Durch knappe Ressourcen und den Konkurrenzkampf zwischen Schulen müssen Schulen sich nach außen gut darstellen und werben. Das Thema Hochbegabung ist sehr gut für das Renommee einer Schule und zieht leistungsorientierte Familien an. Die Außendarstellung der Schulen kann, aber muss deshalb nicht immer der Realität entsprechen. Falls es eher eine Werbemaßnahme ist, heißt dies für die Hochbegabten und deren Eltern, dass Ihnen falsche Versprechungen gemacht werden. Für das Schulpersonal heißt es, dass man evtl. Kinder anwirbt, für die man eigentlich keine Ressourcen hat.

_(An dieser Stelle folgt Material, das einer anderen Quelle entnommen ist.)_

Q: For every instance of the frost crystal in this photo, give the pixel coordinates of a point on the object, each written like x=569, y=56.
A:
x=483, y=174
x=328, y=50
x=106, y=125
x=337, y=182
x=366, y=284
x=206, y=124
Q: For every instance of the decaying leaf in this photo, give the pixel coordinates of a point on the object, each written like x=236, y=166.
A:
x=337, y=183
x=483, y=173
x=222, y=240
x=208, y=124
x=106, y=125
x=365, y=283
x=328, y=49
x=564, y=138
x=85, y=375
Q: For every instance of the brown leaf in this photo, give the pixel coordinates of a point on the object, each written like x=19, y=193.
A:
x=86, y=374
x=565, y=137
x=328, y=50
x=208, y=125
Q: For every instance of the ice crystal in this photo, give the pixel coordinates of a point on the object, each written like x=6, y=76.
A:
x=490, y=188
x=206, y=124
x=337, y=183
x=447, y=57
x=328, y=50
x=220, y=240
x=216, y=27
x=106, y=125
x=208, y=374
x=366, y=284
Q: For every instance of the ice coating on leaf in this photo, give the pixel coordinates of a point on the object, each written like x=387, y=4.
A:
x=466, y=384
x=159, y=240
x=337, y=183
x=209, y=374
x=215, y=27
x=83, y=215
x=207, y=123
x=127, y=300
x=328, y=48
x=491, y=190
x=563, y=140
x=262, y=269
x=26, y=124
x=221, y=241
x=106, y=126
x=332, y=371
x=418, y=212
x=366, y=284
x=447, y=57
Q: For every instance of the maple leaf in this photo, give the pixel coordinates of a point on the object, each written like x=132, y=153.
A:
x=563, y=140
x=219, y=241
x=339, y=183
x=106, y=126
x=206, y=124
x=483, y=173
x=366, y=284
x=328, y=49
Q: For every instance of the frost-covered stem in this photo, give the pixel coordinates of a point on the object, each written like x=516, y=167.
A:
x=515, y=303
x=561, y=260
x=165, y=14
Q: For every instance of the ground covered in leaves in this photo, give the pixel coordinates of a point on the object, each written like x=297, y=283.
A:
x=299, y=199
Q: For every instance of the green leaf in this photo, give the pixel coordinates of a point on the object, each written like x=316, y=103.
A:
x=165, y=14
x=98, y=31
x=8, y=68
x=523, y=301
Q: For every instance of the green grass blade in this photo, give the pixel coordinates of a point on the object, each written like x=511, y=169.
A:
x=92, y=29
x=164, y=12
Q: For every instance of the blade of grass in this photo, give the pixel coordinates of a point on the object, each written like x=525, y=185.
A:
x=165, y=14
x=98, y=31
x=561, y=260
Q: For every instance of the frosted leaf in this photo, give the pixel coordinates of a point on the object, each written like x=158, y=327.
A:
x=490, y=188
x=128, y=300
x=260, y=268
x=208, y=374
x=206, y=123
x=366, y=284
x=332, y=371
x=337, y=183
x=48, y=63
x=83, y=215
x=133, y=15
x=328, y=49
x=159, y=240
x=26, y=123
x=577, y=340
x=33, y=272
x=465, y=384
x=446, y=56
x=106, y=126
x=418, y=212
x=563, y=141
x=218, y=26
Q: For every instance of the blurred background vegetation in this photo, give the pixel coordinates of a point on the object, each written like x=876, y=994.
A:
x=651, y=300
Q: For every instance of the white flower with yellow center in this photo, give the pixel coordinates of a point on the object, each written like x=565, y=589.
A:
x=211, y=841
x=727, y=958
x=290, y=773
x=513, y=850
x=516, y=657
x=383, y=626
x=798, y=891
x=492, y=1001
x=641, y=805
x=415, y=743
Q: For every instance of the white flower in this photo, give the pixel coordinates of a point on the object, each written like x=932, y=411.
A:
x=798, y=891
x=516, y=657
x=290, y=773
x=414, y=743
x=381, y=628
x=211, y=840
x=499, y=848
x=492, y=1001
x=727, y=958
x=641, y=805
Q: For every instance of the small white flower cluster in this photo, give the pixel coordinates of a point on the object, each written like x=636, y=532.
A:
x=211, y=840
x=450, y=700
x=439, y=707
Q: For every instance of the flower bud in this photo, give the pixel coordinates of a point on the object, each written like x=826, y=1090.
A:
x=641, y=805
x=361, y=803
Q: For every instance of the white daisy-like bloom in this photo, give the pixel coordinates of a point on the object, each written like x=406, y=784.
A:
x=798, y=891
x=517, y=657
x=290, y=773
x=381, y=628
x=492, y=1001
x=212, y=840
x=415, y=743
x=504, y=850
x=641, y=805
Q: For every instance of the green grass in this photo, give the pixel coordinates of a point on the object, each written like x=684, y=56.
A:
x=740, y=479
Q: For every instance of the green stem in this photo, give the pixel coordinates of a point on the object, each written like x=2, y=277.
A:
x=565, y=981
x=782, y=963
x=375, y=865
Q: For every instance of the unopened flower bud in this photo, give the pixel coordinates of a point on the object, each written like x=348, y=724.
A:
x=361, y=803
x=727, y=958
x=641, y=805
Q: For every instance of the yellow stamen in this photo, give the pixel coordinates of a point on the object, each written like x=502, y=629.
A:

Auch stellen viele Hochbegabtenkonzepte eher eine Hochleister- als eine Hochbegabtenförderung dar. (s.a. Hochbegabung vs. Hochleistung)

Außerdem ist das Thema Hochbegabung bei vielen Lehrern in der Ausbildung gar nicht oder nur sehr rudimentär behandelt worden. Es fehlt an Wissen und Erfahrung in der Arbeit mit Hochbegabten. Eine Haltung, die mir in Gesprächen mit Lehrern schon oft begegnet ist, ist, dass HB-Förderung ist unnötige Eliteförderung ist und zu Lasten der schwachen Schüler geht und deshalb abgelehnt wird.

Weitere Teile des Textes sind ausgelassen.